NCLEX-PN
Quizlet NCLEX PN 2023
1. A client is 36 hours post-op a TKR surgery. 270 cc of sero-sanguinous fluid accumulates in the surgical drains. What action should the nurse take?
- A. Notify the doctor
- B. Empty the drain
- C. Do nothing
- D. Remove the drain
Correct answer: A
Rationale: The correct action for the nurse to take in this situation is to notify the doctor. Significant sero-sanguinous drainage after TKR surgery could indicate a potential issue such as infection or bleeding. The physician needs to be informed promptly to assess the situation and determine the appropriate course of action. Emptying the drain, doing nothing, or removing the drain without consulting the physician could lead to complications going unnoticed or untreated. It is crucial to involve the physician in decision-making to ensure the best outcomes for the client.
2. Why is it often necessary to draw a complete blood count and differential (CBC/differential) when a client is being treated with an antiepileptic drug (AED)?
- A. The hematocrit is adversely affected due to increased vascular volume.
- B. AEDs can lead to blood dyscrasia as a side effect.
- C. AEDs may cause aplastic anemia and megaloblastic anemia.
- D. Some AEDs induce white blood cell reduction.
Correct answer: B
Rationale: When a client is being treated with antiepileptic drugs (AEDs), it is essential to monitor for potential side effects on blood parameters. Some AEDs can lead to blood dyscrasia, which includes conditions like aplastic anemia and megaloblastic anemia. Therefore, drawing a complete blood count and differential helps in identifying these adverse effects early. Choices A, C, and D are incorrect because the primary concern when monitoring blood parameters in clients on AEDs is the risk of blood dyscrasia, not changes in hematocrit due to vascular volume, white blood cell reduction, or immune modulation.
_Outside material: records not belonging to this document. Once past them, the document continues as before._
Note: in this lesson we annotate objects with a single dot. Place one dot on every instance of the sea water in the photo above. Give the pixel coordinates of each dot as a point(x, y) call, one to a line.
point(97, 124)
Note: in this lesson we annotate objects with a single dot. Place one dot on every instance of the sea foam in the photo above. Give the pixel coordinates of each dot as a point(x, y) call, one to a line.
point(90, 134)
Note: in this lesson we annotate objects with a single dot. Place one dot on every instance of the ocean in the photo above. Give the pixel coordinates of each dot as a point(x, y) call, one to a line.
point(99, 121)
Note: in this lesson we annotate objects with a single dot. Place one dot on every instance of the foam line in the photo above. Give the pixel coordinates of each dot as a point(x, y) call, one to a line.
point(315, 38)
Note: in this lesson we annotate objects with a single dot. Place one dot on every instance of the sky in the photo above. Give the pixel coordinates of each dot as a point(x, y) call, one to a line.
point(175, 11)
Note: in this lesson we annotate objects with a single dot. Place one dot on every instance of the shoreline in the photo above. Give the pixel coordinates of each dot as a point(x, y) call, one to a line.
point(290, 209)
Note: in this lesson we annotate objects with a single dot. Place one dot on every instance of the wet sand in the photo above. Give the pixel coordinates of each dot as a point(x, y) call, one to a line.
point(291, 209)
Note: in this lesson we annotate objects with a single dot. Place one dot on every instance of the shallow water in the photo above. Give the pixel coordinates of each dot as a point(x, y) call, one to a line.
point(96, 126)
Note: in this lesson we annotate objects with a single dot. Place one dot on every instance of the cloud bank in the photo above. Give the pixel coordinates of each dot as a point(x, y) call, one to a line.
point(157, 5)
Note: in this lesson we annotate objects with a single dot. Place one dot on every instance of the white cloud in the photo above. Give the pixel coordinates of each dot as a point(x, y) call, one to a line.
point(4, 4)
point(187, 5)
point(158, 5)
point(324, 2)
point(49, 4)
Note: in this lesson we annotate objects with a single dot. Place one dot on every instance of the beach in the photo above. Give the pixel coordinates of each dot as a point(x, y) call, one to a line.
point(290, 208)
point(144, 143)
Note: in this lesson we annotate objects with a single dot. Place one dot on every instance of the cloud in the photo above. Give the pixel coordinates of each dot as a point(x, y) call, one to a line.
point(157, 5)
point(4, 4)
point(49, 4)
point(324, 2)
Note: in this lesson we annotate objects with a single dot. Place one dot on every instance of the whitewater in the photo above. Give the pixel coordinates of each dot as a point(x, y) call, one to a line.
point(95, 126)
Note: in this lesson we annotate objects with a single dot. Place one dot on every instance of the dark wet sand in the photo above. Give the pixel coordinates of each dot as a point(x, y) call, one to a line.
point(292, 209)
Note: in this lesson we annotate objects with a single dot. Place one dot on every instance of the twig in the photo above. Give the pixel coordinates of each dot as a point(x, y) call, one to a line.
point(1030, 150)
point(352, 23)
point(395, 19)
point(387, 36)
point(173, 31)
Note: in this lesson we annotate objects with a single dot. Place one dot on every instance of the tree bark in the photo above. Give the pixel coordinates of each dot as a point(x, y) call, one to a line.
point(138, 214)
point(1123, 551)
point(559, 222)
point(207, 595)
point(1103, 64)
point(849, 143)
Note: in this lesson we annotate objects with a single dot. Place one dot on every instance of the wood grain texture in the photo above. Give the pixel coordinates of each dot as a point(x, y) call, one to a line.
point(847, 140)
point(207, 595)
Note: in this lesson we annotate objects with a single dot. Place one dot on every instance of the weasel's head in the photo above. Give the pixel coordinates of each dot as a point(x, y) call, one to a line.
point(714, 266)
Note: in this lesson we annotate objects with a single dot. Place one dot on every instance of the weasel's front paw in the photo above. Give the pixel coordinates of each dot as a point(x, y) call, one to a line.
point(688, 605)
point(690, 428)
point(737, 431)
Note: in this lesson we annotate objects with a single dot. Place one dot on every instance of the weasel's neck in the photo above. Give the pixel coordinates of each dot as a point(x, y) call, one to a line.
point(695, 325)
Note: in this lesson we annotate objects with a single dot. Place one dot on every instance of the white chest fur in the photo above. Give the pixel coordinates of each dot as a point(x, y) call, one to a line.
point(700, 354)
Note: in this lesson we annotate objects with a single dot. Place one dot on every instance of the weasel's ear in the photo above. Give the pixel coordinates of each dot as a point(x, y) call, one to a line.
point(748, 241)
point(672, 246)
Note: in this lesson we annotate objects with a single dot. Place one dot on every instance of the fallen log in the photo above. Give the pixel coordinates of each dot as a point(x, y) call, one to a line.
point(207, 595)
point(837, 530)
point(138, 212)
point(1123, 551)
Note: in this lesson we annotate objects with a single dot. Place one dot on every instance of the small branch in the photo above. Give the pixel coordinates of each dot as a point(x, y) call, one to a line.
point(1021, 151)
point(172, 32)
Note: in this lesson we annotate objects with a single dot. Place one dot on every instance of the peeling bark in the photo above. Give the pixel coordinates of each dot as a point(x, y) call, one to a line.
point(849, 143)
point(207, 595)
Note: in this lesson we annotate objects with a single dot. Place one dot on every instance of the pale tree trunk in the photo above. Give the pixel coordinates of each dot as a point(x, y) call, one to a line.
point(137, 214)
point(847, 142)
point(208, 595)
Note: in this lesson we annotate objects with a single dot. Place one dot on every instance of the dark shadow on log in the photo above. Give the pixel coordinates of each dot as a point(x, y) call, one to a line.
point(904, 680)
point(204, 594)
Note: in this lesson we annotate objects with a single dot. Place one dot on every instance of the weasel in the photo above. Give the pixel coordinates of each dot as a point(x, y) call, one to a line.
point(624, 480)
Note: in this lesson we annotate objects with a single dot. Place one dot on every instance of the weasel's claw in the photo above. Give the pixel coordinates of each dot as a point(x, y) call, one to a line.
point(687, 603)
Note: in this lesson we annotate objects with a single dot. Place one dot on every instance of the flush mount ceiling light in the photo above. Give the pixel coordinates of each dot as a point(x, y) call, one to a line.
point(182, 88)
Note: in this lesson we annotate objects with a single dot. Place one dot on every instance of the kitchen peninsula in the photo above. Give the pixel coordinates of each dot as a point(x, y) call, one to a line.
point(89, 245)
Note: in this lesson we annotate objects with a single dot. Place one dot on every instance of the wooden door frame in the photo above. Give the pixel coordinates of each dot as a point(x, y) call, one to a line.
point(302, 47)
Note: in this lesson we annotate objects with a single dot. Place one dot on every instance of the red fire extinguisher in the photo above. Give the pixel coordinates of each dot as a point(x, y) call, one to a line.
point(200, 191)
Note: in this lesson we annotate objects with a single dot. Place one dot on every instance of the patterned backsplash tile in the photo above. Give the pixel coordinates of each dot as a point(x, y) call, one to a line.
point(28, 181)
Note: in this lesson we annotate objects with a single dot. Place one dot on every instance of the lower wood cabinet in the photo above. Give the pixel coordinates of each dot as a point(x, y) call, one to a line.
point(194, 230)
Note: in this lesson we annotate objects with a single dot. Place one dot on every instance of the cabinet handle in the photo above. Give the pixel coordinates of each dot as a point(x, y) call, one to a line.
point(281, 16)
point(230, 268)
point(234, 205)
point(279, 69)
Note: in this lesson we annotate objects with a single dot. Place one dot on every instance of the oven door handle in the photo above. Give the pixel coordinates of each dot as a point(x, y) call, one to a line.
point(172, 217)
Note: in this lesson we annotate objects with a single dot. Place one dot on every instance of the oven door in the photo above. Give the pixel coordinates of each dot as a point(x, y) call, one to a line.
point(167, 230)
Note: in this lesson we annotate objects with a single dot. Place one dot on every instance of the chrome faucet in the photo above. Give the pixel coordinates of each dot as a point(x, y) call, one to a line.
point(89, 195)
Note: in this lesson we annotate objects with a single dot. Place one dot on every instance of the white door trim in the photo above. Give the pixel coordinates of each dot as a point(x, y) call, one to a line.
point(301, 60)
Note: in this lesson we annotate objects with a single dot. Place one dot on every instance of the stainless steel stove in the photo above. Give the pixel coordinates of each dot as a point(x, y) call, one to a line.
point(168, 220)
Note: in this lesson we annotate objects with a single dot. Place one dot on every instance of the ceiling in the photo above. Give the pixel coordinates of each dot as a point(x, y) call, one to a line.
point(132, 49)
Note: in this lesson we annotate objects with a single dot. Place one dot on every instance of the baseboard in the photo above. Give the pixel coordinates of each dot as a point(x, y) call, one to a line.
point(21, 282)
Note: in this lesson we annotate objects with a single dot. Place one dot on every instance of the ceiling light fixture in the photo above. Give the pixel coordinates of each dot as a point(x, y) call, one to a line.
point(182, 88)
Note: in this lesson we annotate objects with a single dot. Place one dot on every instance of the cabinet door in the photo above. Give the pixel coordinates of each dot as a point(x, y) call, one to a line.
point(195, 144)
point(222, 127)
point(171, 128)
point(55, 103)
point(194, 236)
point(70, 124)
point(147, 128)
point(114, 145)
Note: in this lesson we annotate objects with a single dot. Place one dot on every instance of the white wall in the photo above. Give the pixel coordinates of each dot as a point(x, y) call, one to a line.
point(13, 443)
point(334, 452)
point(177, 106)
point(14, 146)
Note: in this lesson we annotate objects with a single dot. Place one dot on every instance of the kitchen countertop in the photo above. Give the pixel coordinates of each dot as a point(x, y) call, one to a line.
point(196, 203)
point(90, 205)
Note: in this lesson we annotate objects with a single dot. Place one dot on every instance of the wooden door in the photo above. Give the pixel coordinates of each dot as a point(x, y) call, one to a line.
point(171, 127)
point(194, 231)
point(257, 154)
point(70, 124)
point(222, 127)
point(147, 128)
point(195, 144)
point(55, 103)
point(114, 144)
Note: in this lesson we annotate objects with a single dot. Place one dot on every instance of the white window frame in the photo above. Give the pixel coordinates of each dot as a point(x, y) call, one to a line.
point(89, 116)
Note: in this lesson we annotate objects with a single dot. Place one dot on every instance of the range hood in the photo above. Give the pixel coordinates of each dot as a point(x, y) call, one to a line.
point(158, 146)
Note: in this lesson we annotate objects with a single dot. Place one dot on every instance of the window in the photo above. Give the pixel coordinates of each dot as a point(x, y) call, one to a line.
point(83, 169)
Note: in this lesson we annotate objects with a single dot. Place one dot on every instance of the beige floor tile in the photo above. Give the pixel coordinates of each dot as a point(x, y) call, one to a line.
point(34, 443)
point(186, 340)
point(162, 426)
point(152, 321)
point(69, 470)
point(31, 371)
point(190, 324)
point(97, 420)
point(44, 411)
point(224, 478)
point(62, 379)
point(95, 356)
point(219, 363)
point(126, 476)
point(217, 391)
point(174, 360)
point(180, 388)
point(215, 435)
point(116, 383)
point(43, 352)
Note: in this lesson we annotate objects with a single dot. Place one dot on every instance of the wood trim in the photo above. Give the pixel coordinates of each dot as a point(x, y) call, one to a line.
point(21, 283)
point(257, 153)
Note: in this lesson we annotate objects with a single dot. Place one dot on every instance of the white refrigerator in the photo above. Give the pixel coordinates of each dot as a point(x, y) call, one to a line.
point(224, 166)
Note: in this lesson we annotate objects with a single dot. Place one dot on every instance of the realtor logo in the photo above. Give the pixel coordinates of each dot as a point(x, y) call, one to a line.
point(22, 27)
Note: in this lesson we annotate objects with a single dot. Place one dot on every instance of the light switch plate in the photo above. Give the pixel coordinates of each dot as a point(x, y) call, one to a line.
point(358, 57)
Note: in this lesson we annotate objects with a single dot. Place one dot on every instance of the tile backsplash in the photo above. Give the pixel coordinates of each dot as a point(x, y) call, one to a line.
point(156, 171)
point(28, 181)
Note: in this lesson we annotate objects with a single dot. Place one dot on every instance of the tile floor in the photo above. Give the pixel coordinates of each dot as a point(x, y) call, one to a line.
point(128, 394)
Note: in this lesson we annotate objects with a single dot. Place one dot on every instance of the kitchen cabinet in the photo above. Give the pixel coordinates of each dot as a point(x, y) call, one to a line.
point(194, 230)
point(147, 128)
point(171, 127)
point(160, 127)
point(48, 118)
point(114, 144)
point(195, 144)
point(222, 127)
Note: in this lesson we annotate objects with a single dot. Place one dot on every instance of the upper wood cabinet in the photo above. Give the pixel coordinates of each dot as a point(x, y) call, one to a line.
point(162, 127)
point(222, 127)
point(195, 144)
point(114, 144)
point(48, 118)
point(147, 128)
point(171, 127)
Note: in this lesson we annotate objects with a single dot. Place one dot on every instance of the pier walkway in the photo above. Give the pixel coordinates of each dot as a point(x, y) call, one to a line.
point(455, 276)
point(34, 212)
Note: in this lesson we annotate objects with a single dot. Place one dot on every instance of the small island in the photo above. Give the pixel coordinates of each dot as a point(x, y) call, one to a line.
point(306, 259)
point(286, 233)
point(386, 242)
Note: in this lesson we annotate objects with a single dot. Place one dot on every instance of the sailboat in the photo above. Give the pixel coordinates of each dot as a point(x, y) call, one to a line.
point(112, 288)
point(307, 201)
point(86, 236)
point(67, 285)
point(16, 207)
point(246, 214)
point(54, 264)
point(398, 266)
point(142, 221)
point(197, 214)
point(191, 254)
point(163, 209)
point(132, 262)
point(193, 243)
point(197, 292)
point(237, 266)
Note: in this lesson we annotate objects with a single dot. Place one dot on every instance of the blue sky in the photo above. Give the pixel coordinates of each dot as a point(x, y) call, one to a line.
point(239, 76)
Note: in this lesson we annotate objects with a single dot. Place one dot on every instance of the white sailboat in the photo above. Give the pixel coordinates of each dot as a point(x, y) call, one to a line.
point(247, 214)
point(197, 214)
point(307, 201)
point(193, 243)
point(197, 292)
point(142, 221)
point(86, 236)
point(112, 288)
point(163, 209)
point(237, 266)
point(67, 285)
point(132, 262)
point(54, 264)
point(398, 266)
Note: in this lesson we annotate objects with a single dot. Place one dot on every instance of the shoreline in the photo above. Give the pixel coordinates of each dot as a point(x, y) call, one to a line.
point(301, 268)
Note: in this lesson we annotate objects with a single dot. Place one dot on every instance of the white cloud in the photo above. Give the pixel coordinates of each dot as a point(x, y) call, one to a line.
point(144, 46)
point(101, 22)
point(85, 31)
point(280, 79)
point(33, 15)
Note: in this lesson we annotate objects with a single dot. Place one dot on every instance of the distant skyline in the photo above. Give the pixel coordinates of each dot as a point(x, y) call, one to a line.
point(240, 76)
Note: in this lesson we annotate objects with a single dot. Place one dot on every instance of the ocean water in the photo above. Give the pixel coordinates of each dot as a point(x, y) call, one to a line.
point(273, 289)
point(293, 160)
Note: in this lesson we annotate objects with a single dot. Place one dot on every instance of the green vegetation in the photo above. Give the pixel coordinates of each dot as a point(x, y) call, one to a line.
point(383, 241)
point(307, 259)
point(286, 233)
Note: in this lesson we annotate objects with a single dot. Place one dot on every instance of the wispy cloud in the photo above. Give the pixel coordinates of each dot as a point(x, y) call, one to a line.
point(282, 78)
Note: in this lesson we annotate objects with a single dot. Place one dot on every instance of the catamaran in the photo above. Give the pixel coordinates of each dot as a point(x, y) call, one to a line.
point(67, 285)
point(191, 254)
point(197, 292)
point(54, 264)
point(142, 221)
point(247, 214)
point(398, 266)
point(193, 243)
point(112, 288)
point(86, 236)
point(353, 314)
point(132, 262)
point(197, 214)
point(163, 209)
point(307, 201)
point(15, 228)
3. What is the best position for a client immediately following a bilateral salpingooophorectomy?
- A. Fowler's
- B. Modified Sims
- C. Side lying
- D. Flat supine
Correct answer: C
Rationale: The best position for a client immediately following a bilateral salpingooophorectomy is side lying. This position promotes comfort with the knees flexed and ensures proper airway management. Fowler's position (Choice A) would not be ideal as it involves sitting at a 90-degree angle, potentially causing discomfort after this procedure. Modified Sims position (Choice B) is typically used for rectal examinations, not for post-surgical management. Flat supine (Choice D) may not be the best choice immediately after surgery as it does not provide the same level of comfort and airway protection as side lying with knees flexed.
4. The client with a history of advanced chronic obstructive pulmonary disease (COPD) had conventional gallbladder surgery 2 days previously. Which intervention has priority for preventing respiratory complications?
- A. Incentive spirometry every 1 to 2 hours.
- B. Coughing and deep breathing every 1 to 2 hours.
- C. Getting the client out of bed 4 times daily as ordered by the physician.
- D. Giving oxygen at 4 L/minute according to the physician's order.
Correct answer: C
Rationale: The priority intervention for preventing respiratory complications in a client with advanced COPD who underwent gallbladder surgery is to get the client out of bed 4 times daily. This helps prevent pooling of secretions in the lungs and promotes better lung expansion. Incentive spirometry, coughing, and deep breathing are essential interventions; however, they should be performed more frequently, ideally every 1 to 2 hours, rather than every 4 hours or 4 times daily. Giving oxygen at 4 L/minute could potentially decrease the client's respiratory drive, which is not the priority in this case.
5. A nurse is assessing an 18-year-old female who has recently suffered a TBI. The nurse notes a slower pulse and impaired respiration. The nurse should report these findings immediately to the physician due to the possibility the patient is experiencing which of the following conditions?
- A. Increased intracranial pressure
- B. Increased function of cranial nerve X
- C. Sympathetic response to activity
- D. Meningitis
Correct answer: A
Rationale: The nurse should report the slower pulse and impaired respiration to the physician immediately as they are indicative of increased intracranial pressure (ICP) following a traumatic brain injury (TBI). These signs suggest that there may be a rise in pressure within the skull, which can be a life-threatening condition requiring urgent intervention. Options B and C are unlikely in this scenario as they do not correlate with the symptoms presented. Meningitis (Option D) typically presents with different signs and symptoms, such as fever, headache, and neck stiffness, which are not described in the patient's case.